Category : Danish Food

Ris a l’amande is a tradional Danish dessert, served mostly at Christmas. When served with the traditional Danish christmas dinner, one whole almond is placed in the pudding. The diner who finds the almond will get an extra gift. This usually helps on the number of second helpings, especially since in my family it is common not the reveal who has the almond until all has been eaten!

Ingredients:

one cup (65 grams) of rice (short grain “perl rice” are best)
two cups (1/2 liter) of milk
1 teaspoon vanilla extract
one small cup (50 grams) chopped almonds
2-3 tablespoon sugar
1-2 tablespoon madeira or sherry (optional)
two small cups (0.4 liter) whipping cream

Directions
Smear the bottom of a pot with butter, then heat the milk to almost boiling. Add the rice gradually while stirring. Turn the heat down, cover with a lid and let the rice simmer for about 50 minutes.
Let this porridge cool, then add almonds, sugar, vanilla and wine. Whip the cream and add it gently.

Serve with warm or cool cherry sauce.

Note: Americans tend to like their desert sweeter than Danes, so you may want add extra sugar.

Fish In Cream Sauce

Category : Danish Food

This one is my own and one of the favourites in the family. It’s simple and fast, requires little preparation and tastes wonderfull.

Ingredients

3/4 kilogram (1½ lb.) of lean fish fillet without bones. Cod or similar white fish is best, but trout can do.
A couple of leeks or one or two bundles of spring onions
2-3 cups of cream
Mustard (strong French Dijon is best)
Capers (pickled berries of the caper bush)
Lemon
Salt, pepper, nutmeg
Oil

Directions

- Cut the fish into regular serving size and remove all bones
- Chop the leeks or onions
- Sauter (fry while stirring, giving no color, just softning) in oil on a deep frying pan for a couple of minutes.
- Add a tespoon salt and a bit of pepper
- Add the cream and boil for a while (5-10 minutes) till it starts thickening
- Add two tablespoons of mustard
- Add the pickled capers 3-4 tablespoons
- Stir and let boil for a minute
- Put the fish carefully on top
- Put salt, lemon juice and ground nutmeg over the fish
- Let boil under a lid until done, which is approx. 10 minutes for most lean fish
- Shake the pan a bit from time to time. Don’t stir!
- Serve with white rice and lemon slices.

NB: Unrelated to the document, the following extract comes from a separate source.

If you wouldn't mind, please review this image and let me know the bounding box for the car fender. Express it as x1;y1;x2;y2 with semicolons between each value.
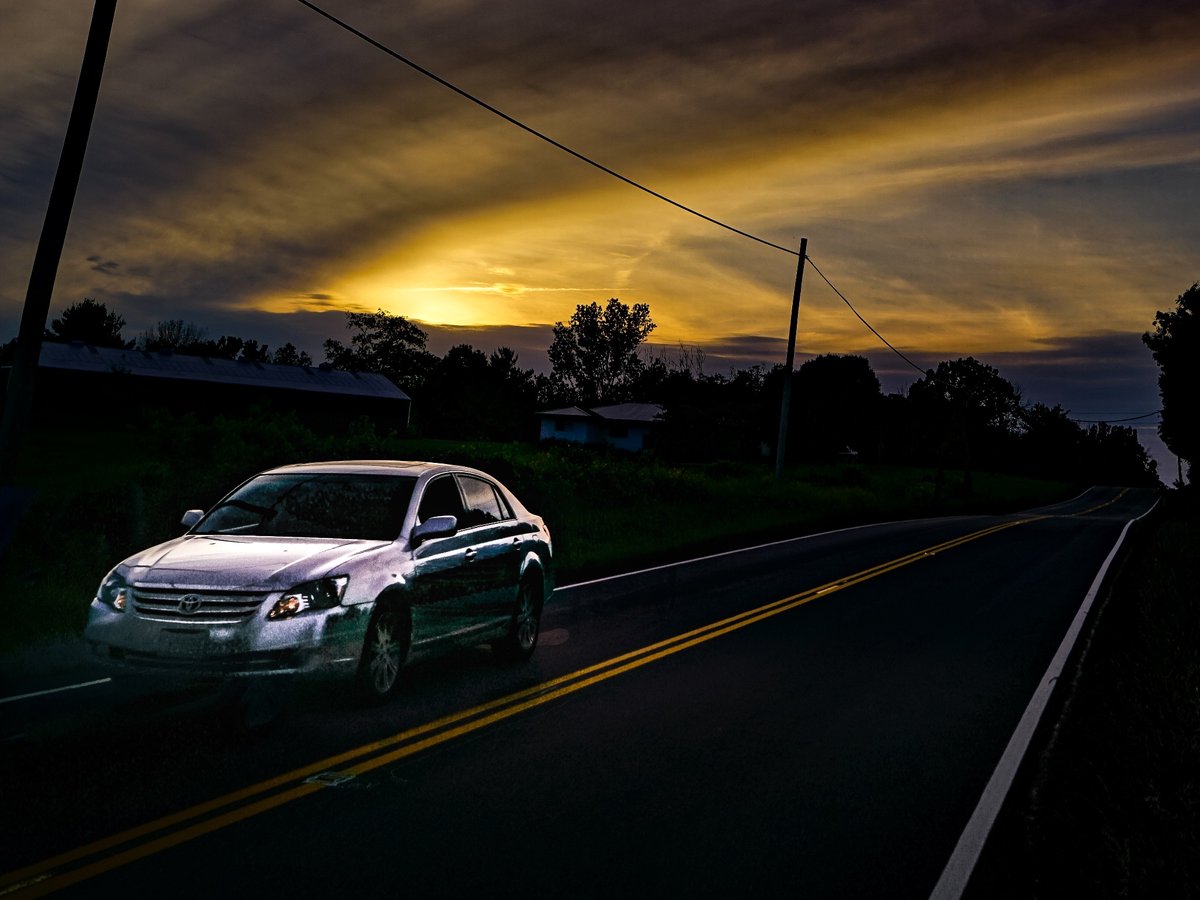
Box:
517;550;552;602
341;558;410;607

I generally start boiling water for the rice at the same time that I start frying the vegetables. Giving the rice approx. 20 minutes to finish will syncronize things almost perfectly.
You can vary the strength of this dish a bit by using more or less mustard and capers. You might also want to add different supplementary vegetables. Carrots work very well and my friend Jens says that mushrooms do too.

Fish Meatballs

Category : Danish Food

Fish meatballs… most Danes consider fish meat balls something you buy in the local super market. They’re packed four and four in plastic, and look like plastic, but don’t taste like plastic. Their taste reminds you more of the smell on a fishing peer than the small of fish. The dough used to make them is extremely finely ground, completely hiding the structure of whatever little fish there might be in them. No wonder so few people like them.
My fish meat balls are made from fresh, gound or chopped fish, and taste like they should: of fresh fish.

Ingredients:
½ kilogram (1 lb.) of lean fish fillet without bones. Cod or similar white fish is best.
One large or two small eggs
One onion
Cream or milk (approx. 1 cup)
Flour (approx .1 cup)
Salt, pepper, nutmeg
Butter for frying

Directions

- Grind the fish in a grinder – only once! Nowadays I rarely do this. I chop the fish with a knife in stead
- Put the fish in a bowl
- Grind or chop the onion too or – even better – shred with a shredder into the bowl
- Add a teaspoon of salt, some pepper and ½ teaspoon of ground nutmeg and stir
- Add the egg(s) and stir
- Add a bit of the flour and stir
- Add all of the cream or milk and stir
- Add a bit more flour at a time, till the dough is suitable for setting like meat balls on a frying pan
- Let the stuff rest for 30 minutes
- Add more flour or milk if needed
- Heat a frying pan with butter on it
- Form the meat balls in one hand using a large table spoon.
- Set the meat balls in the hot butter.
- Cook them for approx. 5 minutes on each side over fairly high heat. They must be brown and have a crust.
Serve with potatoes (mashed are very good), melted butter and sauce de remoulade.